Perhaps it started with the lassez faire environment of Hollywood and the creative types who inhabit the place. Perhaps it started even earlier, in the Gold Rush and land rush and frontier days of its first European settlement.

Some say that Mexican immigrants brought the drug along with them when they migrated to California in droves in the 1910s. Or maybe it was the Mormons from Salt Lake City who were heading down Mexico way for the same purpose, who shared a bit of their purchases as they wound their way back home.

However it began, the push to marginalize marijuana users began not long after the drug began achieving popularity. In fact, California became the first state in the union to pass a law prohibiting the possession or use of marijuana – as far back as 1913.

That law did little to stop the sale and use of marijuana in California, though. Through generations, the struggle continued.

Remember “Reefer Madness,” the scared-straight film about doped up kids destroying the fabric of our society? The film was the brainchild of Lammont DuPont and media mogul William Randolph Hearst, and it struck fear into the hearts of many. On the flip side of the debate in the 1930s were the jazz musicians, artists and fans who built an entire subculture around the drug.

That all segued pretty seamlessly into the 1960s and the Summer of Love, when suburban kids from all around the country converged on San Francisco’s Height and Ashbury streets to tune in, turn on and drop out. That’s the drug culture that many think of to this day when they think of recreational marijuana users. During the 1980s and early 90s, California’s war on drugs – including marijuana – reached a boiling point, with “three strikes” rules and mandatory minimum sentences that packed California’s jails and prisons with thousands of petty drug offenders, alongside more dangerous and serious criminals.

By 1996, the first time that California voters decided to legalize and regulate the sale and use of marijuana for medicinal purposes, the lines for and against the drug and drug culture had not only been drawn, they’d been drawn in thick, black, indelible marker, which then was capped with a 20-foot concertina-wire fence, built next to a moat full of hungry crocodiles.

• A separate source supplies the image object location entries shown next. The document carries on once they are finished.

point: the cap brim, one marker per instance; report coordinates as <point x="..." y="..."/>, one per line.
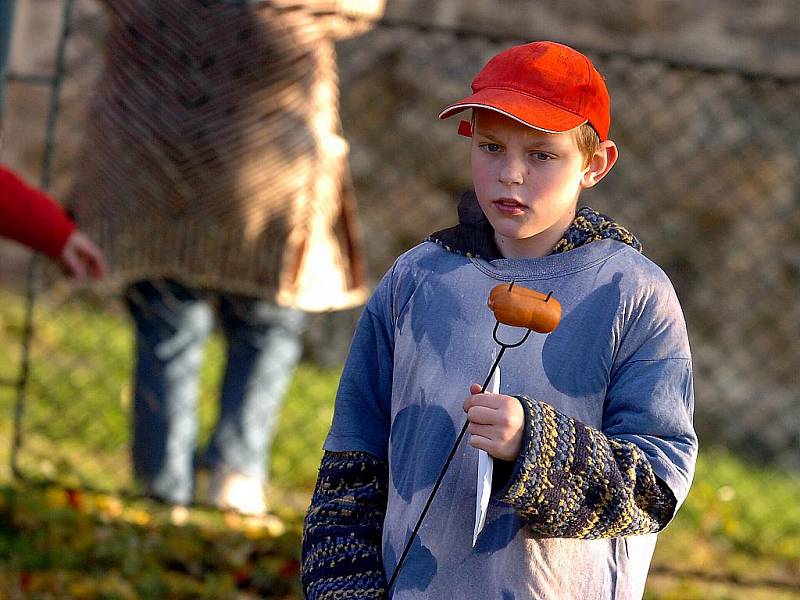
<point x="528" y="110"/>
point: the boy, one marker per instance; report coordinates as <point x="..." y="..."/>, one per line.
<point x="32" y="218"/>
<point x="592" y="432"/>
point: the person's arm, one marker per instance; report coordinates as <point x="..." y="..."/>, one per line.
<point x="342" y="532"/>
<point x="30" y="217"/>
<point x="629" y="476"/>
<point x="343" y="527"/>
<point x="574" y="481"/>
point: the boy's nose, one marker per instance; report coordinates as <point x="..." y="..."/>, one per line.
<point x="512" y="171"/>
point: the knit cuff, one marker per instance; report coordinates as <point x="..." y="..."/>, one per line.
<point x="343" y="527"/>
<point x="573" y="481"/>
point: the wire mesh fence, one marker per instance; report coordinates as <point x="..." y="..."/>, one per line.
<point x="706" y="180"/>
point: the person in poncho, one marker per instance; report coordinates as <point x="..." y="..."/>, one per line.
<point x="215" y="175"/>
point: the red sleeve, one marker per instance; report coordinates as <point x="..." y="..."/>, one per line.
<point x="30" y="217"/>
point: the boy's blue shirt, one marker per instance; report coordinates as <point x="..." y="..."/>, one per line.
<point x="619" y="362"/>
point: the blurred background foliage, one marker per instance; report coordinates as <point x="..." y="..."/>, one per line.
<point x="706" y="98"/>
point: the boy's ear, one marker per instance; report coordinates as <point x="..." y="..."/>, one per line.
<point x="600" y="164"/>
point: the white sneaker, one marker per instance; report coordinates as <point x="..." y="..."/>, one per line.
<point x="234" y="491"/>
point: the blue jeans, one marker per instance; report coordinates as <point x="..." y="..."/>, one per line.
<point x="173" y="324"/>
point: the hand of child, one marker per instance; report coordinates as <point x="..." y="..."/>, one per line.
<point x="496" y="423"/>
<point x="82" y="258"/>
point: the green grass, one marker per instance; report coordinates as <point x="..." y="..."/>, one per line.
<point x="736" y="537"/>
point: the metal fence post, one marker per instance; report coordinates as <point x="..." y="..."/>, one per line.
<point x="6" y="26"/>
<point x="35" y="266"/>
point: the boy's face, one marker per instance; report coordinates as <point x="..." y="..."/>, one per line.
<point x="527" y="182"/>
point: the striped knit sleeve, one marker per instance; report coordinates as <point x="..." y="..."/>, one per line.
<point x="343" y="527"/>
<point x="573" y="481"/>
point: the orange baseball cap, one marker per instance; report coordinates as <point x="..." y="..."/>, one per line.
<point x="545" y="85"/>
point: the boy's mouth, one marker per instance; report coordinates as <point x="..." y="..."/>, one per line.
<point x="509" y="206"/>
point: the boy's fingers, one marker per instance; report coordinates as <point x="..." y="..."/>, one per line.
<point x="486" y="431"/>
<point x="480" y="442"/>
<point x="482" y="415"/>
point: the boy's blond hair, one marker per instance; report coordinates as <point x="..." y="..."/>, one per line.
<point x="588" y="141"/>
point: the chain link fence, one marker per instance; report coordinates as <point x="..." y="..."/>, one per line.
<point x="706" y="179"/>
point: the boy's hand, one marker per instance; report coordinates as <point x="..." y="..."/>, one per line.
<point x="496" y="423"/>
<point x="82" y="258"/>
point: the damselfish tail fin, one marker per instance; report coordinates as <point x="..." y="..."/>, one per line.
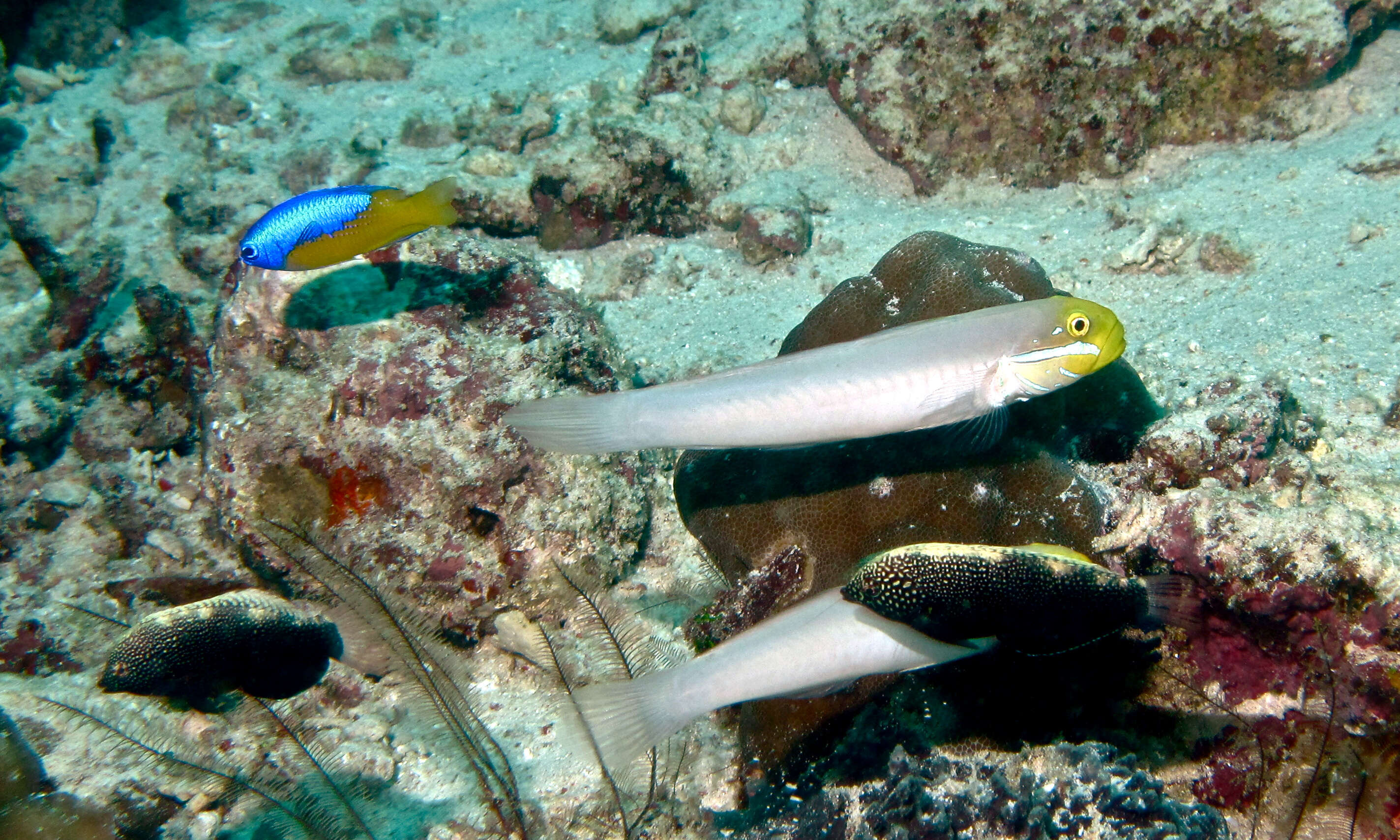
<point x="434" y="204"/>
<point x="626" y="719"/>
<point x="577" y="424"/>
<point x="1172" y="600"/>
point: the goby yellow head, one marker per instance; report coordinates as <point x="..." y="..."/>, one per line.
<point x="1074" y="339"/>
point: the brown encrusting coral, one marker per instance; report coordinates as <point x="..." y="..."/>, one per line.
<point x="843" y="502"/>
<point x="832" y="505"/>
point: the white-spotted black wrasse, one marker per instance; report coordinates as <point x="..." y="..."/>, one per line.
<point x="248" y="640"/>
<point x="919" y="376"/>
<point x="324" y="227"/>
<point x="1035" y="600"/>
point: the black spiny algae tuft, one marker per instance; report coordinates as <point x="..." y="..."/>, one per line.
<point x="1038" y="600"/>
<point x="247" y="640"/>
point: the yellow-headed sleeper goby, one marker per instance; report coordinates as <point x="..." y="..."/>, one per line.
<point x="972" y="596"/>
<point x="329" y="226"/>
<point x="919" y="376"/>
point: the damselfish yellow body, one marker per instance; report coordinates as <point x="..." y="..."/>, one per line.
<point x="391" y="216"/>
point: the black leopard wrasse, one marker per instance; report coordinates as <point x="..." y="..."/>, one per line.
<point x="1037" y="600"/>
<point x="248" y="640"/>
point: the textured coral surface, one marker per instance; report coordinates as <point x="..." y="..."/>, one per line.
<point x="654" y="191"/>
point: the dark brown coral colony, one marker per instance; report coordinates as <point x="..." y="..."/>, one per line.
<point x="814" y="513"/>
<point x="842" y="502"/>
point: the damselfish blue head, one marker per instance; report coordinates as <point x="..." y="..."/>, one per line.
<point x="298" y="220"/>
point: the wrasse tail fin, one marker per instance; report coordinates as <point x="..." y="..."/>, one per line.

Opponents of the Compassionate Use Act sounded like the parents in Reefer Madness all over again. Legalizing medical marijuana would essentially be making it legal for any use. Children would be smoking it on their way to nursery school. The social fabric of the state would unravel again.

Proponents of the act argued that adults should have the right to use the drug to treat a number of common illnesses – to alleviate the symptoms of those suffering from cancer or anorexia, from AIDS, glaucoma, arthritis, migraines, chronic pain or any other illness that might be treated with the drug.

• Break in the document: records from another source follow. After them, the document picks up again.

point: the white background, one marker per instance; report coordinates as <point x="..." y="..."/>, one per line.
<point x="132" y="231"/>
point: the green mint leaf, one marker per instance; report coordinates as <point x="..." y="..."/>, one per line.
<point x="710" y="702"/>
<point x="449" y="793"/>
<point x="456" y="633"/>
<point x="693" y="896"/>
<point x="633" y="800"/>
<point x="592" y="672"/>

It’s that last part that has brought at least some of critics’ fears to reality – the types and descriptions of ailments for which Californians have been able to secure prescriptions for marijuana are as varied as the people who hold them. In that sense, the Compassionate Care Act really did “drive a truck through” the state’s drug enforcement laws.

On the other hand, only a few hundred thousand Californians have obtained prescriptions for marijuana. There has been no epidemic of children smoking it on the way to day care. The social fabric seems to be, more or less, intact. At the same time, Gov. Jerry Brown is being forced by budget constraints and basic human dignity to release incarcerated persons in droves. Even conservative Republican lawmakers at the state and local level are pushing for sentencing reform – urging communities to deal with the personal use of most drugs as a public and mental health concern, rather than a matter of public safety.

And voters’ decisions in other states to decriminalize marijuana for even recreational use seems to make quaint California’s medical marijuana law and its nominal restrictions. One wonders where the next line in the sand will have to be drawn.